Actually, my first class was an animation puppet one-day workshop. There were puppetmakers from Berlin. I was very new in animation class, but was impressed by everything, so I came home and made my very first little puppet.
I brought it to a professor assistant, he loved it and he immediately said: "You must join us to Annecy next week". I said: "What is Annecy?" I got a space left and then I traveled to the festival -everything was paid by the University at those times.
So, I went there and it was just like a whole new world was opened to me with people doing animation, talking animation. I returned home, and I immediately wanted to do an animated film.
Didn't have any animation education before that, only screenings in Llubljana curated by Igor Prassel [artistic director of Animateka, Slovenia], who was also paramount in my Annecy introductions. And, one year later, I had a film in student competition at Annecy, Zasukanec (2004).
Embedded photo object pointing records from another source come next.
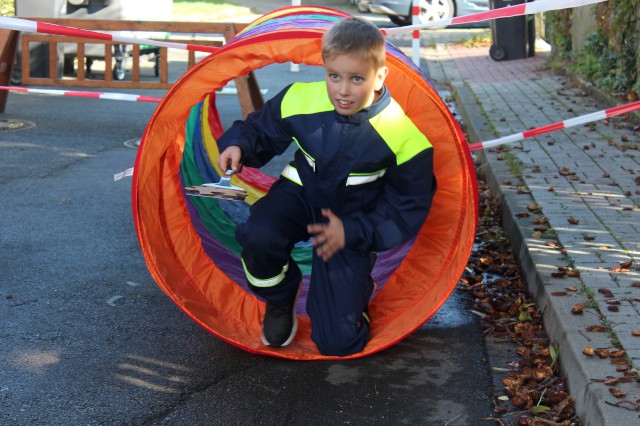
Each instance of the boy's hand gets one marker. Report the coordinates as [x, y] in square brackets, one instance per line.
[229, 159]
[328, 238]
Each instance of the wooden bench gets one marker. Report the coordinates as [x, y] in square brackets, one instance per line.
[248, 90]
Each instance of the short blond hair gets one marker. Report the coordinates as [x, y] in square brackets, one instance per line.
[353, 36]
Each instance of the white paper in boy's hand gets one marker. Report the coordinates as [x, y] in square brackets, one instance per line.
[223, 189]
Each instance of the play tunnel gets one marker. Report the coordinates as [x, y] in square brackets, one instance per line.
[188, 242]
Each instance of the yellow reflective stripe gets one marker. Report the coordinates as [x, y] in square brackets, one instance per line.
[399, 133]
[269, 282]
[291, 173]
[362, 178]
[305, 98]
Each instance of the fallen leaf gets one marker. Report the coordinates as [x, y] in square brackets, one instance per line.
[621, 270]
[617, 392]
[618, 361]
[577, 308]
[588, 350]
[605, 292]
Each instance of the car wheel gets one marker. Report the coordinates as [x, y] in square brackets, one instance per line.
[400, 20]
[435, 10]
[497, 53]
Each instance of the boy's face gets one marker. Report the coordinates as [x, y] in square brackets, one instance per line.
[352, 82]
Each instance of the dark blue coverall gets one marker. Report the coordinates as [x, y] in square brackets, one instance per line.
[373, 169]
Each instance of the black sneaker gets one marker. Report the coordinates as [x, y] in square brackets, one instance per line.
[279, 325]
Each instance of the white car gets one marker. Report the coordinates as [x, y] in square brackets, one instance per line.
[399, 11]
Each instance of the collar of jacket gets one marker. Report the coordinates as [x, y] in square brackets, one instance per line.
[368, 112]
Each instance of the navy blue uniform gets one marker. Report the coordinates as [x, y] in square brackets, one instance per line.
[373, 169]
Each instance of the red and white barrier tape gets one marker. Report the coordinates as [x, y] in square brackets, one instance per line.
[505, 12]
[230, 90]
[45, 28]
[80, 94]
[582, 119]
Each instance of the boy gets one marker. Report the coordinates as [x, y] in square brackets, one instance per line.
[361, 182]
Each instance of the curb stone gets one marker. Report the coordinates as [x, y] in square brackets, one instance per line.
[563, 328]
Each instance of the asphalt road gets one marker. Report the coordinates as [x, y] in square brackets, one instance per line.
[86, 336]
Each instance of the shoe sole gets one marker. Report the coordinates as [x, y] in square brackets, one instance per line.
[294, 327]
[294, 330]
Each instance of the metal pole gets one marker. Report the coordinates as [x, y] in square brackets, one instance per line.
[295, 67]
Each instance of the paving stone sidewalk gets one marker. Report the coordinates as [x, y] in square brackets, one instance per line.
[586, 182]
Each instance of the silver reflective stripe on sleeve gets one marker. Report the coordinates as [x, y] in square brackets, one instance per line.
[359, 179]
[311, 162]
[269, 282]
[291, 173]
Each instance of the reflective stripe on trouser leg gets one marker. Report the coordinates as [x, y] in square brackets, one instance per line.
[267, 282]
[277, 221]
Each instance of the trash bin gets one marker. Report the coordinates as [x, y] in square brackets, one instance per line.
[513, 38]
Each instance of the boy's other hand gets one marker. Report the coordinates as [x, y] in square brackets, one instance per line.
[328, 238]
[229, 159]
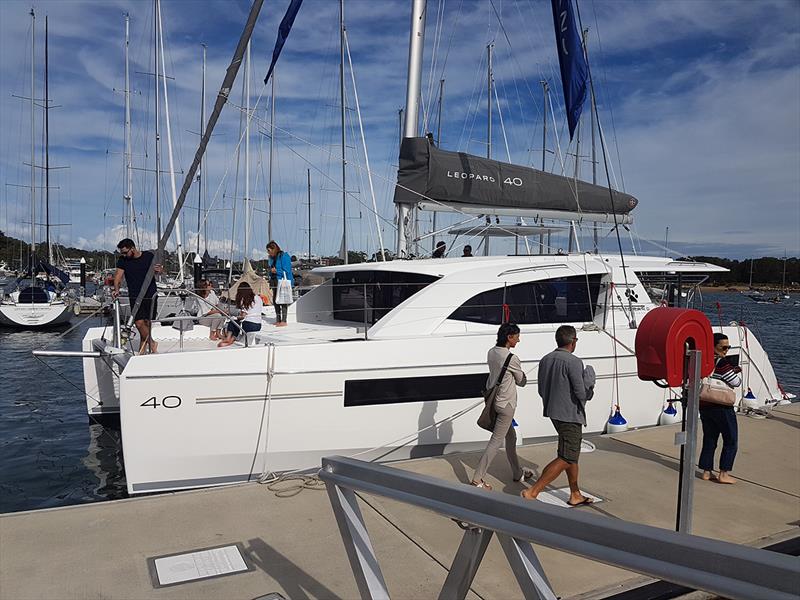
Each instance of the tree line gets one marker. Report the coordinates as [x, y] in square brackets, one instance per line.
[766, 270]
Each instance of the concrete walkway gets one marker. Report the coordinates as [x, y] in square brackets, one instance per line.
[101, 550]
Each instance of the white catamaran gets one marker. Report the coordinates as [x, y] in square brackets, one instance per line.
[387, 359]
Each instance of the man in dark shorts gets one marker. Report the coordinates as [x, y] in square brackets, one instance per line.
[133, 265]
[565, 389]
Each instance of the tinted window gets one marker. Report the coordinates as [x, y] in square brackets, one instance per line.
[562, 300]
[371, 295]
[397, 390]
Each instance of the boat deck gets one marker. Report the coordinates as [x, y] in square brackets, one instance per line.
[169, 339]
[295, 547]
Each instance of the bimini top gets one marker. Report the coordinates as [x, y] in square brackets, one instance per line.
[426, 172]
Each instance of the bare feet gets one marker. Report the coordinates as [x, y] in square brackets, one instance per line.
[724, 477]
[579, 500]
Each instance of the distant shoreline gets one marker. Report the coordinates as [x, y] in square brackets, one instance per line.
[733, 288]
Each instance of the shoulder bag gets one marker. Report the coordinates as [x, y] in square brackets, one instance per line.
[716, 391]
[488, 416]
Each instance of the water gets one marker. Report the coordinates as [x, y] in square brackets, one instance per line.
[53, 456]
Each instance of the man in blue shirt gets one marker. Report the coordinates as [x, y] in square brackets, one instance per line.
[565, 389]
[133, 265]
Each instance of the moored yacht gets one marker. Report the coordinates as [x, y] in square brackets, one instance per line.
[386, 360]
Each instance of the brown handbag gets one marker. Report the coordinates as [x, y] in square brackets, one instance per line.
[715, 391]
[488, 416]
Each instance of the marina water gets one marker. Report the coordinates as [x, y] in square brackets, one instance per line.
[52, 455]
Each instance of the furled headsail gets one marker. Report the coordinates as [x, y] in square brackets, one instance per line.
[429, 173]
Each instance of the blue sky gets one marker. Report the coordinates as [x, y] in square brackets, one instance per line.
[700, 102]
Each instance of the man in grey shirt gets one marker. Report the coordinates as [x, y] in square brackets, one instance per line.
[565, 388]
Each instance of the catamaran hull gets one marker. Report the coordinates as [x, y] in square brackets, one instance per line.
[226, 416]
[32, 316]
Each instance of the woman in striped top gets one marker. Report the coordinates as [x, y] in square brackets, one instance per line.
[720, 420]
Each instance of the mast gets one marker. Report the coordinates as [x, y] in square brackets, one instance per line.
[178, 237]
[47, 146]
[783, 284]
[592, 115]
[271, 153]
[400, 124]
[308, 172]
[344, 155]
[439, 144]
[33, 146]
[247, 154]
[222, 98]
[489, 100]
[158, 164]
[128, 198]
[544, 123]
[416, 46]
[200, 173]
[439, 116]
[488, 126]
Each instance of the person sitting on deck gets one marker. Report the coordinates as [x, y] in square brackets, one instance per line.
[249, 319]
[206, 309]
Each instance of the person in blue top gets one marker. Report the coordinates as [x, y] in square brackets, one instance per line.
[279, 264]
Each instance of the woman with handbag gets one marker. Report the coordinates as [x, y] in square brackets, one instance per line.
[719, 419]
[279, 264]
[505, 374]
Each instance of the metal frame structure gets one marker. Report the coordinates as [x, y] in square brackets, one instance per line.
[731, 570]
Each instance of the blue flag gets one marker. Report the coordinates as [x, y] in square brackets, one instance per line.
[574, 70]
[283, 34]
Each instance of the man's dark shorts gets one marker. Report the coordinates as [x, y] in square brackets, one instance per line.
[569, 440]
[147, 309]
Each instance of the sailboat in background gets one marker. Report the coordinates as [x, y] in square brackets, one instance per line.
[39, 297]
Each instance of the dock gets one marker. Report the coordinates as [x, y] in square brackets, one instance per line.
[294, 547]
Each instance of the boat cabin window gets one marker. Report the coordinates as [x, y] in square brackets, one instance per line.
[368, 296]
[33, 295]
[562, 300]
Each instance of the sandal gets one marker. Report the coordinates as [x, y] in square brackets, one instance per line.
[527, 475]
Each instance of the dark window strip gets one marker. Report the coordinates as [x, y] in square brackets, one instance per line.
[397, 390]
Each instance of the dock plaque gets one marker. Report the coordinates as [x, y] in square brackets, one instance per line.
[200, 564]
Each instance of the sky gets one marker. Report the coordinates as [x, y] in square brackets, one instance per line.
[699, 102]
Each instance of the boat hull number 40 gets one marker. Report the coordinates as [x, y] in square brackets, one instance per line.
[165, 402]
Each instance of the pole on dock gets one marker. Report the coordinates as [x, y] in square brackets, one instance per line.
[687, 439]
[198, 271]
[83, 275]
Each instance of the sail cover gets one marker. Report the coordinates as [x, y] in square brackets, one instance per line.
[428, 173]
ZF: What was the idea about the first film?
SC: I just wanted to try something completely on my own. I did the lights on my own, the sets, the settings. But the story is always the first thing for me, not the technique. So, I learned a little bit about storytelling that way.
SC: What was your teachers' reaction?
SC: They loved it, and they even suggested a trip to Portugal to perfect the sound.
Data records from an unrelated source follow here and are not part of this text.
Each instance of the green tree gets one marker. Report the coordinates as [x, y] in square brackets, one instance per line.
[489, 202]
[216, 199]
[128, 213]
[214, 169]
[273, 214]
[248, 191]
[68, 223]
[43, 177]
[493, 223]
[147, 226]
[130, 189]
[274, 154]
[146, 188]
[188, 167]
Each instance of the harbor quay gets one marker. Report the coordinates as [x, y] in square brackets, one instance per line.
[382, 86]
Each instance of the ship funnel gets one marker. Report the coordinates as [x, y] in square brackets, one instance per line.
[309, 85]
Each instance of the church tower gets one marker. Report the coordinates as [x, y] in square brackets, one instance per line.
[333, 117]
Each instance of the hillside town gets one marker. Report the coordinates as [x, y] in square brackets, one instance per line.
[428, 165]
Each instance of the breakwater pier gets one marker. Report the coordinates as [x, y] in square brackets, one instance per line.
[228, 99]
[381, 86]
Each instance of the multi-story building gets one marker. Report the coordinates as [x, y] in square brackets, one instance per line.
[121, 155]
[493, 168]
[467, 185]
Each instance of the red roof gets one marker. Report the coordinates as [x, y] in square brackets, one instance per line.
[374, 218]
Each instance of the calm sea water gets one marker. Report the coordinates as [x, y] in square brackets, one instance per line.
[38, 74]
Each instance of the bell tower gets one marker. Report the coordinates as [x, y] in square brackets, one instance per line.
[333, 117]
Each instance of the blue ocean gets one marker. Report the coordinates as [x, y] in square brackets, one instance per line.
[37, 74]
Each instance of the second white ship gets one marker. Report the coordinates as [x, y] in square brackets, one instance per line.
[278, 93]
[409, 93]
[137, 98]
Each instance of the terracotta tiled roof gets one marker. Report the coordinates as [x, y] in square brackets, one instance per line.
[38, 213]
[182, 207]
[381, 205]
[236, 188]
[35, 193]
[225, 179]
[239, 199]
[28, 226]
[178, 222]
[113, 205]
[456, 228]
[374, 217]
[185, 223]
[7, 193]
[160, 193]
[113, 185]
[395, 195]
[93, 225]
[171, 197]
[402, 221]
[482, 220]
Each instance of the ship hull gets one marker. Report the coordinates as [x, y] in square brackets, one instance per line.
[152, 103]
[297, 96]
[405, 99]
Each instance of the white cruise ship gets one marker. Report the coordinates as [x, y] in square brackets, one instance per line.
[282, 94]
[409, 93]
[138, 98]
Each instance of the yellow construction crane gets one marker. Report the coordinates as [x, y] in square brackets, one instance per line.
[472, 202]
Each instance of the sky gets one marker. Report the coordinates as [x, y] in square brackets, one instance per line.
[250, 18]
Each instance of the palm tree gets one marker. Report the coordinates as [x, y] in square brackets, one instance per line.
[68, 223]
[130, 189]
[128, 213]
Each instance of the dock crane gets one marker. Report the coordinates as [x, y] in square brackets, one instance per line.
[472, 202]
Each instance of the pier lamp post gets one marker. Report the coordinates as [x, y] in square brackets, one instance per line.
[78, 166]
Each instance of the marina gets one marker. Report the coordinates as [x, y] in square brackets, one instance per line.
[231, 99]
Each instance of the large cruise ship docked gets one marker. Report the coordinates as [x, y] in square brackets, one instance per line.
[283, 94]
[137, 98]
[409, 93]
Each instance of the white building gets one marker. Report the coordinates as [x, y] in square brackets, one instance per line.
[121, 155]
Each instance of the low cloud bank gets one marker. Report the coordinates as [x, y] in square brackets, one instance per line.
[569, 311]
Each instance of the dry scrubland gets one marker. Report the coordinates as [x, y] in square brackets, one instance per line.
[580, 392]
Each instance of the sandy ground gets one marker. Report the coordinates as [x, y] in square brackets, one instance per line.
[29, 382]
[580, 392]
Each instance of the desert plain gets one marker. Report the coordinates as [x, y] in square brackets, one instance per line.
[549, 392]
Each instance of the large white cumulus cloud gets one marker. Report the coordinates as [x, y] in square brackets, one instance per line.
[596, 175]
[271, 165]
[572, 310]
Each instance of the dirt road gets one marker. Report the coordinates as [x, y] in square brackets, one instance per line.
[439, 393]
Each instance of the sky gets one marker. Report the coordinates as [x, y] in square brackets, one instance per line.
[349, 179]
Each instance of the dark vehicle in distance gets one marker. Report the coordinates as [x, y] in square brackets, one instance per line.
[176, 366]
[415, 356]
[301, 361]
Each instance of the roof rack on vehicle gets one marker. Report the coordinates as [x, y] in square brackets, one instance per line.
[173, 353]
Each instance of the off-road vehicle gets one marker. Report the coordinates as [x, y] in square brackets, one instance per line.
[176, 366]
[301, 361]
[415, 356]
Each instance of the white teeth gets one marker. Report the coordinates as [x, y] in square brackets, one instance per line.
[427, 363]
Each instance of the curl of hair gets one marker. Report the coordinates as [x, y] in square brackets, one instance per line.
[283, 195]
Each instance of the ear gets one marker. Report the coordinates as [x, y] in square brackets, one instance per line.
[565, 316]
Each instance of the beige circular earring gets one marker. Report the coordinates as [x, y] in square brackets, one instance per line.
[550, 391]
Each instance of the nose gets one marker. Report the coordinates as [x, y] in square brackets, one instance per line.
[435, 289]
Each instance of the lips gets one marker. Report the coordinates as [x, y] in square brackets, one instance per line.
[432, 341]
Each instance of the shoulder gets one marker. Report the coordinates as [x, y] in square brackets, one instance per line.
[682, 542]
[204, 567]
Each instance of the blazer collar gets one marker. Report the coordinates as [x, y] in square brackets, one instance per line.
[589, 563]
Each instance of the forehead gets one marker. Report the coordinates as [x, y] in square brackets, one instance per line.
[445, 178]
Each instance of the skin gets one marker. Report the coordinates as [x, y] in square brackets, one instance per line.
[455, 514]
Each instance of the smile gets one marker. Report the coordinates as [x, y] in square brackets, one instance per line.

The film was selected in many festivals, and I got to travel and met people. During traveling, I learned so much talking to people, more than I had learned in schools of animation and at University.
ZF: But one film is never enough, so you made Lovesick (2007).
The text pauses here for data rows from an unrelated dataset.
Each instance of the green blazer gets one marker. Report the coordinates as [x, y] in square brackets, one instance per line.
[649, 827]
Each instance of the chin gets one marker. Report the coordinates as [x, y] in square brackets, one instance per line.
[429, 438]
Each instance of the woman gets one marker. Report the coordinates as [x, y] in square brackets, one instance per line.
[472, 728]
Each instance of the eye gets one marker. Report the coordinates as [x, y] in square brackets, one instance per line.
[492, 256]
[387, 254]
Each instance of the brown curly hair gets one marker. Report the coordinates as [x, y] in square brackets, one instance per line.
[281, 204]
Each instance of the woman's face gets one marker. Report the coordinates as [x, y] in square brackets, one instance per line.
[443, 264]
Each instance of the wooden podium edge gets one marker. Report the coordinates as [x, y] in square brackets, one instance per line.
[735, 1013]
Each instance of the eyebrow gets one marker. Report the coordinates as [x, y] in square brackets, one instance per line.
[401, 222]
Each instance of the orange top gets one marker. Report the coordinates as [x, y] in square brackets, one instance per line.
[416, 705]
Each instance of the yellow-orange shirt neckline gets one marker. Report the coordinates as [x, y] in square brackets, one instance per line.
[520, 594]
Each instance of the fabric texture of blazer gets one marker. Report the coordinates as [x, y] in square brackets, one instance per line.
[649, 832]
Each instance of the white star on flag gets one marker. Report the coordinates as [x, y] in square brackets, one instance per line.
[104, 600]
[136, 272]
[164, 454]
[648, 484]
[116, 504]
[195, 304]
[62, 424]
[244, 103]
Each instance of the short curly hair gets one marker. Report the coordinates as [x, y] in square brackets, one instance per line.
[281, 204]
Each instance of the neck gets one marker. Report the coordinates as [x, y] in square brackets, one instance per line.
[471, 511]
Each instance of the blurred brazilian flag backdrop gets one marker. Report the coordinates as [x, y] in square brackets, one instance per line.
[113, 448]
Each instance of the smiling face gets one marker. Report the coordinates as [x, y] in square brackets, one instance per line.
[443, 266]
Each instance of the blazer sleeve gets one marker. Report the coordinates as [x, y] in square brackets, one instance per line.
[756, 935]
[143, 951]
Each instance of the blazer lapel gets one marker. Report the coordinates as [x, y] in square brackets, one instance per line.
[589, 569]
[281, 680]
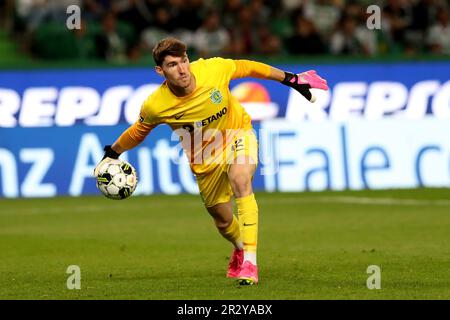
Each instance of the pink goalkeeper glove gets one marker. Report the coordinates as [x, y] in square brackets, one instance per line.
[304, 81]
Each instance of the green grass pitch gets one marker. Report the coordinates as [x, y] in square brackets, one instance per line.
[311, 246]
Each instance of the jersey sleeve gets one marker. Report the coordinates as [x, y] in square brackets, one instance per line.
[248, 68]
[229, 69]
[138, 131]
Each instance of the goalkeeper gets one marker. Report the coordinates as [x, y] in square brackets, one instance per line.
[217, 136]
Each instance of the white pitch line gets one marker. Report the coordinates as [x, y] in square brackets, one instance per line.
[152, 205]
[359, 200]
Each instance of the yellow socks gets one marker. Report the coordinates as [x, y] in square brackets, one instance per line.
[248, 221]
[232, 233]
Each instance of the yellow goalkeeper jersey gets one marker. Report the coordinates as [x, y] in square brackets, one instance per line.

SC: [She laughs]. No, one film is only the beginning of a next one. Lovesick was my graduation film, and afterwards I made Marathon (2007) with Izabela Plucinska - I stayed 6 months in Berlin. But the most difficult part was getting back to Slovenia after my studies, for no one in Slovenia, apart from a few people, knew what independent animation is.
My first application for funding just returned to me with a note to stop this kind of filmmaking, because no one watched the kinds of films I am doing. It was quite like a shock. I was spoiled at the Academy of Media Arts; I even had money to complete the projects, all of them were very supportive to students.
So, it took me four years to finance Boles (2013), my next film. I had to wait for a government change and Slovenian Film Fund administration change, while Igor [Prassel] fought a lot for the government to support animation. So, in the end we managed to get a lot of funding for animation approved -half of it was actually given to us, they said we don't need that much. I was able to do the film the way I wanted to, but it was a painful production nevertheless.
ZF: Boles strikes me as a very Adriatic film in its settings and colour palette.
SC: I do think about colours when designing the sets. In Boles, everything was brownish and warm. Even the main character, the writer Philip is dressed in a warm brown colours. Then the cold Tereza comes to his life. But I do think that everything has to support the story.
Every time I asked myself what should be the colour or the dress, I always go back to the story and say: "OK, I'll need this feeling, so let's support this feeling with that colour".
ZF: And you have many redheads in your films.
SC: You're right, but I don't know why. My mother is a redhead [she laughs].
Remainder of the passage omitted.